Valentine's Poetry - For the Love of Punctuation
By Christina Z., Ed Truitt, Stacey Harwood and Tony Noland
I'll admit it: I love proper grammar. I absolutely adore accurate wording and proper punctuation placement. There's no better way to express these emotions than in poetry, especially on Valentine's Day.
I am not a poet.
Fortunately, others are. These items were the winners from Grammar Girl's National Punctuation Day contest and were kind enough to allow us to reprint them for your reading pleasure.
The Exclamation Point!
The exclamation point is greatly overused!
One could even say it is frequently abused!
In advertising copy, it repeatedly resounds!
And in breathless prose, it literally abounds!
The poorer the writer, the more frequently the case!
The exclamation point, they readily embrace!
To give a little emphasis! To make a little point!
This punctuation mark they will appoint!
But, to make emphasis perfectly clear,
Good writers generally appear
to make little use of exclamations
and other such typographic affectations.
-- Ed Truitt
Ed Truitt is a science writer at the Weizmann Institute of Science
Ode to the Comma
The female body part of punctuation,
So tiny, yet able to arouse such aggravation.
The comma slips in under the quotation,
Tells you when to pause for reflection,
Then plunge ahead to the period's conclusion.

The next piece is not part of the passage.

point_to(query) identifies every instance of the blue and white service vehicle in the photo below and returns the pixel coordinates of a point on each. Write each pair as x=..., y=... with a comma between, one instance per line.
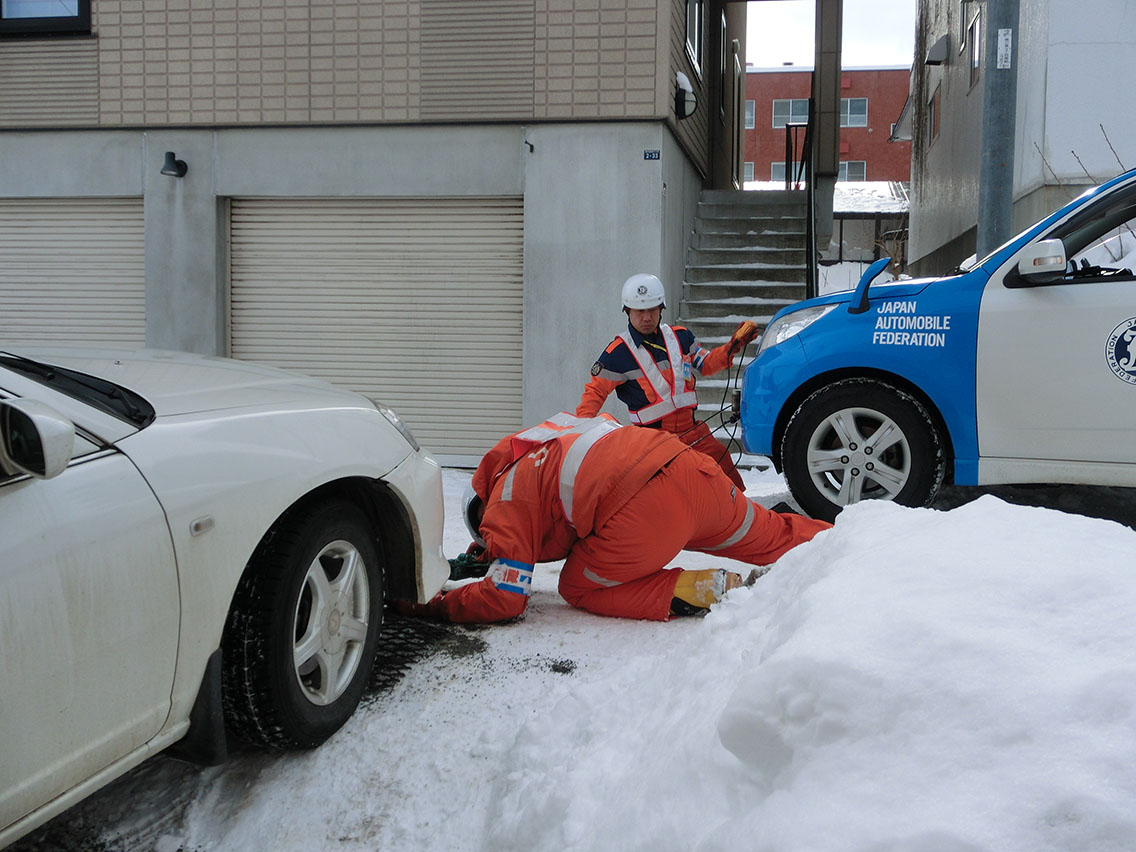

Neglect it at your peril: accusations,
law suits, wars. Nations
fall. Pretend it doesn't exist at all? Risk condemnation.
Treat it right for absolution.
That's right, put it there: Yes, oh, yes . . . satisfaction.
-- Stacey Harwood
Stacey Harwood is a policy analyst with the New York State Department of Public Service. She is a freelance writer and managing editor of The Best American Poetry blog.
An Ode To The Semicolon
The simple thoughts of children need only simple punctuation.
A sentence with one verb, one noun, for every situation.
"I want a cookie." "She hit me!" "When are we going to eat?"
These subject/object pairings up express these thoughts complete.
As we mature our thoughts do too, become harder to express.
Complexity increases, stacked more and more, not less.
"Optic blasts are awesome, but adamantium claws are better."
"Should I call up Mary Lou, or send an e.mail letter?"
Related concepts bloom within, so quickly they do roll on,
To show they're separate (but connected), apply the semicolon.
The sentences could stand apart, but linking them together
Allows the thought to seamlessly express itself much better.
"We danced all night; it was divine." describes one case in point.
The first and second halves of which each other do anoint.
"We danced all night. It was divine." How choppy and how stilted!
Without the semicolon how the narrative gets wilted!
Conditional or adverse, it supports concept relations,
O semicolon praise we all, the best of all notations!
-- Tony Noland
Tony Noland is an author and blogger living near Philadelphia, PA. He
writes literary fiction and flash fiction, with forays into science
fiction, horror and fantasy. He has also been known to write the
occasional poem.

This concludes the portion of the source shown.